LukasBanana commented 1 year ago

This has been fixed with the new design of the BeginRenderPass interface (better late than never). I'll have to come up with an example just for multi-submit command buffers, but you basically have to record multiple command buffers when you render into a swap-chain.

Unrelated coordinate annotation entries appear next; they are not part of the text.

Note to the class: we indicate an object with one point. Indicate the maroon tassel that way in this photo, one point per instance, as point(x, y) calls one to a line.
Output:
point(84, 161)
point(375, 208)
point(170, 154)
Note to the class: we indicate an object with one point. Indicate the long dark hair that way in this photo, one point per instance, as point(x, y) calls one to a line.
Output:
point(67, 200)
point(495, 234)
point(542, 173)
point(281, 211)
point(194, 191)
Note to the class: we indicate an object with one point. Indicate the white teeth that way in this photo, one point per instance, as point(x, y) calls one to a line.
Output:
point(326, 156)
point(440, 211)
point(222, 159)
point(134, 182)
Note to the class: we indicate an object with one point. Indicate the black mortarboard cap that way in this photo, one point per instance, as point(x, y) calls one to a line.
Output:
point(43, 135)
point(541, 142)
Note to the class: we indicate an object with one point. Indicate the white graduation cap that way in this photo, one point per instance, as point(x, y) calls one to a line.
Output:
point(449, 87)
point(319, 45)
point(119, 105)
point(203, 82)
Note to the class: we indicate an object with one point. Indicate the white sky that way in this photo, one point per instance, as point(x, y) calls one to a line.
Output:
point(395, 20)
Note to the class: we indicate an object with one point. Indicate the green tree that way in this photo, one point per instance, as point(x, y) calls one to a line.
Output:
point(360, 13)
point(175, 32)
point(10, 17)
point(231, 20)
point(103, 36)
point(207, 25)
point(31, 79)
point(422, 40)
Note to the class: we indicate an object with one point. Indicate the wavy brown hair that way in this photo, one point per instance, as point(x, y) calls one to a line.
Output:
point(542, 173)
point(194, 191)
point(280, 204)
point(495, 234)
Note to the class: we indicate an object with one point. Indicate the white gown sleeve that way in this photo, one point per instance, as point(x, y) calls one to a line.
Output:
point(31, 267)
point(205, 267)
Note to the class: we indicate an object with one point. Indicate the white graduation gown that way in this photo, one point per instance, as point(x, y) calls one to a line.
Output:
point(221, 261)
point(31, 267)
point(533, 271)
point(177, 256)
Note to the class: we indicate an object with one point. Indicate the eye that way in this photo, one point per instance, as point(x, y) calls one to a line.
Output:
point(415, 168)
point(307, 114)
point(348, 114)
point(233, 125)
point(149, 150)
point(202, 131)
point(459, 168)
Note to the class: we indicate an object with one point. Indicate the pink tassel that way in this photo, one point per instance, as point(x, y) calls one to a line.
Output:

One command buffer for each swap-chain back-buffer:

LLGL::CommandBuffer cmdBuffers[3];
for (std::uint32_t swapBufferIndex = 0; swapBufferIndex < swapChain->GetNumSwapBuffers(); ++swapBufferIndex) {
  auto& renderCmd = cmdBuffers[swapBufferIndex];
  renderCmd = renderer->CreateCommandBuffer(LLGL::CommandBufferFlags::MultiSubmit);

  renderCmd->Begin();
  renderCmd->BeginRenderPass(*swapChain, nullptr, 0, nullptr, swapBufferIndex);

  /* Render into currently selected back buffer (via 'swapBufferIndex') ... */

  renderCmd->EndRenderPass();
  renderCmd->End();
}

while (/* ... */) {
  // Submit command buffer that encoded the back buffer that is currently active in the swap-chain
  queue->Submit(*cmdBuffers[swapChain->GetCurrentSwapIndex()]);
  swapChain->Present();
}

Command buffers that only render into render-targets (not swap-chains) don't have to be recorded for multiple states since regular render-targets don't have a chain of internal buffers.